Remember to include your minerals in your estate plan and let your heirs know where to find important info and who to contact. Some of the attorneys on the site might want to add their comments regarding minerals that are included in estates and what you need to do while you are working on the probate and soon thereafter. I have THE Black Book with my directions, phone numbers, contact info, passwords, copy of will, spare keys to lock box, etc. My children and my spouse know where to find it and I update frequently.
Here are a few things to keep in mind immediately if a loved one passes:
- Secure the deceased’s personal property (vehicle, home, business, etc.).
- Notify the post office.
- Find the original copy of the Last Will and Testament, if available, and make photocopies
- Get several copies of the death certificate.
- Notify the Social Security office.
- Take care of any Medicare details that need attention.
- Contact the deceased’s employer to find out about benefits dispensation.
- Stop health insurance and notify relevant insurance companies.
- Cancel your loved one’s driver’s license, passport, voter’s registration, and clubmemberships.
- Close out email and social media accounts, and shut down websites no longer needed.
- Gather the following information for the probate attorney:
o List of known assets and liabilities o Contact information for the decedant’s financial advisors, insurance agent, tax
professional, and other professional advisors o List of the deceased’s surviving family members, including their contact
information when available. Contact your tax preparer.
An estate plan makes things easy for your family while you are alive. Powers of attorneys, trusts can avoid the need for guardianship. Advanced directives tells doctors and families what care you want or don’t want at end of life. Trusts and Transfer on Death Deeds can pass real property (and minerals) free of probate. Wills do not avoid probate but can alter distributions that might otherwise pass by intestacy.
Too often I get calls from people that say “dad had a trust” but dad never deeded the minerals into it. This is easy to avoid with a simple deed to trust before death. After death a probate is needed.

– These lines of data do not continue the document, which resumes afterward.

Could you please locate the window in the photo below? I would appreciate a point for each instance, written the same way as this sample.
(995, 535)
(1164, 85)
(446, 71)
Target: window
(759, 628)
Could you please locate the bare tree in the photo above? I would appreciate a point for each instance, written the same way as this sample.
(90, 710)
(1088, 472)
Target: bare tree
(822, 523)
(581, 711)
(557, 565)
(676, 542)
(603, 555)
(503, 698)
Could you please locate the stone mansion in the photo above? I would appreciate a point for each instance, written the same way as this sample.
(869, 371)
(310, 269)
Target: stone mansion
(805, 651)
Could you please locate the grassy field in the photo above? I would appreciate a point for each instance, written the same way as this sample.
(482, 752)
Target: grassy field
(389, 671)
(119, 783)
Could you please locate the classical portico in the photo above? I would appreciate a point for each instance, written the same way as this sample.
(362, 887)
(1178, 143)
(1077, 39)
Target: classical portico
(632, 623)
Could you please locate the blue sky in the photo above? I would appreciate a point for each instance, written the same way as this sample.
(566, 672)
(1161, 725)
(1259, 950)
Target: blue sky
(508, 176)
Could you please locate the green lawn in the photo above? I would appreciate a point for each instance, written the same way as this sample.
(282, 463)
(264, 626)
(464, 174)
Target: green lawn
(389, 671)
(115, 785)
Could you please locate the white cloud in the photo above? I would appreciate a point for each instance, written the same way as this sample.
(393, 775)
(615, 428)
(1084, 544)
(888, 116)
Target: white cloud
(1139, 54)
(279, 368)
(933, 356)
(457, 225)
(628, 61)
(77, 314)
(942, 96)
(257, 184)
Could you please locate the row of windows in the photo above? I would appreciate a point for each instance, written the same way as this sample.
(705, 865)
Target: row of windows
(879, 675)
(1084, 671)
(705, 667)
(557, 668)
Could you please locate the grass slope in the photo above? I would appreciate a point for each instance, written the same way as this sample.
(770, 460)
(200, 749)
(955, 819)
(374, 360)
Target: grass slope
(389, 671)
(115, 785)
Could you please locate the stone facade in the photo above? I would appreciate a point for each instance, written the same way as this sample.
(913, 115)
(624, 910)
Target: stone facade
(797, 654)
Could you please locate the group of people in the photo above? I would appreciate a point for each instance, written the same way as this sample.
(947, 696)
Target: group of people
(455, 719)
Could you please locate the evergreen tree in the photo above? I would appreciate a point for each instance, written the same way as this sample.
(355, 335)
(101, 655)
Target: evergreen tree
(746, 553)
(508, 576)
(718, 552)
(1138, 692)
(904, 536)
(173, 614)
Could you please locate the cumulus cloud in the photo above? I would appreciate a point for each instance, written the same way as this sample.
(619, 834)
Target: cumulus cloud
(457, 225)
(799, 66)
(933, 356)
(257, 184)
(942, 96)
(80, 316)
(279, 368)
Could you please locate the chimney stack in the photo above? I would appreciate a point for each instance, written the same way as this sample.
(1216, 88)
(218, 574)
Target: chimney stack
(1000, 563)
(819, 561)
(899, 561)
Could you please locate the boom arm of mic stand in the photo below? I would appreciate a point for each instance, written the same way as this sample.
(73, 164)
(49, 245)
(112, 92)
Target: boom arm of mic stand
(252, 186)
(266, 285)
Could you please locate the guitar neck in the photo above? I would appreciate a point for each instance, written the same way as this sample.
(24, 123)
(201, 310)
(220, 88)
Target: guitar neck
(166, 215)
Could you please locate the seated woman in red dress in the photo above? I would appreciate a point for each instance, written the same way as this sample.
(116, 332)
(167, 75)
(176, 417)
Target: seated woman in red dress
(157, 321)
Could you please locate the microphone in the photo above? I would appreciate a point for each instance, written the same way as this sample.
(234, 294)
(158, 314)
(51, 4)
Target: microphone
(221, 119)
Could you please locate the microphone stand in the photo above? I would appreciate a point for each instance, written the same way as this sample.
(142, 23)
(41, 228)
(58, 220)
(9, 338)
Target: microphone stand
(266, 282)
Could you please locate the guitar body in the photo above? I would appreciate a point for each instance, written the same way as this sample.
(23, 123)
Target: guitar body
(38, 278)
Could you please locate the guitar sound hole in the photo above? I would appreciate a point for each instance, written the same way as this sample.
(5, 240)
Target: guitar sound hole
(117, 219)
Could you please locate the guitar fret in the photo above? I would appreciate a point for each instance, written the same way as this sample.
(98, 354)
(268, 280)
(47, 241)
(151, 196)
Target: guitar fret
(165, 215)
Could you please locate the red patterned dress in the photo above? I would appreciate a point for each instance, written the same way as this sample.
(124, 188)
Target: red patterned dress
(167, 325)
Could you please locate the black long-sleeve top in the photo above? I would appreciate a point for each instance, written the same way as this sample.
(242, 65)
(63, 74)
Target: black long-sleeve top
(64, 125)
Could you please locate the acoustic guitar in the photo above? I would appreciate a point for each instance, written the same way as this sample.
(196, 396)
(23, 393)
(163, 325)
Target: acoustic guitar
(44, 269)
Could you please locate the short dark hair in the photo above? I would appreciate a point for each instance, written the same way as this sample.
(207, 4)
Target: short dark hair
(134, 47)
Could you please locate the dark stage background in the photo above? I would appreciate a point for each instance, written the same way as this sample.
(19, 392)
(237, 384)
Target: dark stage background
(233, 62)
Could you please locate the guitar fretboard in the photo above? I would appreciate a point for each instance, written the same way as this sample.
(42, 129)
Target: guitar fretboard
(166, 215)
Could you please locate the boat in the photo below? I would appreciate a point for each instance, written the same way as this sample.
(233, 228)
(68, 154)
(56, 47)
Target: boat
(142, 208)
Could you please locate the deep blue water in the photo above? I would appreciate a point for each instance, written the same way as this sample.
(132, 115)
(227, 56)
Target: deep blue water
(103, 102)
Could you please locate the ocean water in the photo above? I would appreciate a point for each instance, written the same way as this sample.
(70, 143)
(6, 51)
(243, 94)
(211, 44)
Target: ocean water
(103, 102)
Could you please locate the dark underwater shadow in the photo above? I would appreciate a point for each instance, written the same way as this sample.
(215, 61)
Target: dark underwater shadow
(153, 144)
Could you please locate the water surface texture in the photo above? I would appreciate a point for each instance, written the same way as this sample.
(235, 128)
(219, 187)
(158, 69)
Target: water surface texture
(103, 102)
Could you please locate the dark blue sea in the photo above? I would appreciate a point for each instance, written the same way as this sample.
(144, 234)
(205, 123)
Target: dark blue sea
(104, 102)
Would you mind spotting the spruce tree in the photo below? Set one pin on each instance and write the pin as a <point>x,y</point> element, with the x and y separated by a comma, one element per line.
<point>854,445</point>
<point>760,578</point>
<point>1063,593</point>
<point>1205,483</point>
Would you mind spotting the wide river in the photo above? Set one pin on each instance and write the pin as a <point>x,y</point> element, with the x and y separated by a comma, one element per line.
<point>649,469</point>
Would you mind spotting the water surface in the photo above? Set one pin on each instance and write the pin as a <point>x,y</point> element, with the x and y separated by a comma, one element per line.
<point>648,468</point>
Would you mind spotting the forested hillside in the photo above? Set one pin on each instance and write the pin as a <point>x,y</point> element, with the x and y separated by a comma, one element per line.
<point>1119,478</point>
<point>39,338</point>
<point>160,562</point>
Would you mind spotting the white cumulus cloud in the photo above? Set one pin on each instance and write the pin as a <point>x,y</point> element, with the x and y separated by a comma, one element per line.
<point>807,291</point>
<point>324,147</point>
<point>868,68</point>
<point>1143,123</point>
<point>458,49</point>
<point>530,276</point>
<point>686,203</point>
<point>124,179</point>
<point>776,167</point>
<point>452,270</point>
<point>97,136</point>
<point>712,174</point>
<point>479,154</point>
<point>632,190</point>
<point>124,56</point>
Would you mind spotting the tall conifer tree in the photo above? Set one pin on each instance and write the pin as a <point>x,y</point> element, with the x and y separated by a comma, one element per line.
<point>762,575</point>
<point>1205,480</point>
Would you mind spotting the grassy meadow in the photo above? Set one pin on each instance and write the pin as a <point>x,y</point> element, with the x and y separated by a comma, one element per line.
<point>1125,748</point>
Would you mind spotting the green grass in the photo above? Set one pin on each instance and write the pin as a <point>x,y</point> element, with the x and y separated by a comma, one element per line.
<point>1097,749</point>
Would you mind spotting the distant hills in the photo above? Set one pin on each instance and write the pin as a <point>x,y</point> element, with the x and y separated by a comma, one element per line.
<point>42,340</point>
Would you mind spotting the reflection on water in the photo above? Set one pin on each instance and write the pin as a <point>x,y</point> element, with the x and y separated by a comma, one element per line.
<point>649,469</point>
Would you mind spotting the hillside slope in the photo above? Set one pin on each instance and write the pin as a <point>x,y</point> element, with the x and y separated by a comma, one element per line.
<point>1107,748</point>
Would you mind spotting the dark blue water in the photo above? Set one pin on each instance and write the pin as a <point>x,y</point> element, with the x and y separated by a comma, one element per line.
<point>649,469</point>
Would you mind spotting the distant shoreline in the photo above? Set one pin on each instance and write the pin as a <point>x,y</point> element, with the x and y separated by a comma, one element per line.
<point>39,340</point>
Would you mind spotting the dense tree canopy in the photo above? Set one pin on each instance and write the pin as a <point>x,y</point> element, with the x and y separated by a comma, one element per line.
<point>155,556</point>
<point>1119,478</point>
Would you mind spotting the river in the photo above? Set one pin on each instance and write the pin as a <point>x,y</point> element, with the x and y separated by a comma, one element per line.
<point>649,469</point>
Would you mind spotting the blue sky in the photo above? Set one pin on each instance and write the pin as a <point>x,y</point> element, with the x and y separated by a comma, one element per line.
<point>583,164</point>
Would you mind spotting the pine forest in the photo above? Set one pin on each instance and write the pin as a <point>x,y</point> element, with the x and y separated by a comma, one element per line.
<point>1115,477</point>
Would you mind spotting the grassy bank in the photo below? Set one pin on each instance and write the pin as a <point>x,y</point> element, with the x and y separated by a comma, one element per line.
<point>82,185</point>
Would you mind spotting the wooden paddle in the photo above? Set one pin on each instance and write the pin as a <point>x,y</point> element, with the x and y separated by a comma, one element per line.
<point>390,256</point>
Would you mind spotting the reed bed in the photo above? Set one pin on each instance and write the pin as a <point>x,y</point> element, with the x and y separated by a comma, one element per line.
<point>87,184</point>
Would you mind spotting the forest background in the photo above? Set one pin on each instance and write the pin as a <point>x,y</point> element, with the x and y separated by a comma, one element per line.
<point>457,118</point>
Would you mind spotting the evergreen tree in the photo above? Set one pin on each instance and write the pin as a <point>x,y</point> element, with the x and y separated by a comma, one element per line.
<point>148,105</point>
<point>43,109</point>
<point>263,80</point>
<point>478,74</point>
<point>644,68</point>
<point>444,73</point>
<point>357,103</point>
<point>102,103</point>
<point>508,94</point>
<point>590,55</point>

Hi M_Barnes,I have read a few forums and understand you are the one I should ask? My mother Judy Gust had inherited mineral rights and passed away with no will,probate or executor or anything.My two siblings are the only family left and she passed away in 2001 in Cass County, North Dakota.We thought she had sold all her mineral rights but found out she has a few left in Garvin,Grady and McClain counties that appear to be in pay status.What is my first step? I found 4 hits on her name from the MOEAsearch website.I would rather not have to pay for an attorney if possible. Any advice or help you could give is greatly appreciated.
Since I am not an attorney, cannot give legal advice. I am afraid that you will have to hire an attorney to file an ancillary probate in OK in order to clear the title. Richard Winblad on the forum has quite a few postings on the topic. Those are pretty good counties, so worth your time to get it cleared up. It doesn’t have to be that expensive.
There are several OK attorneys listed on the Directories tab above.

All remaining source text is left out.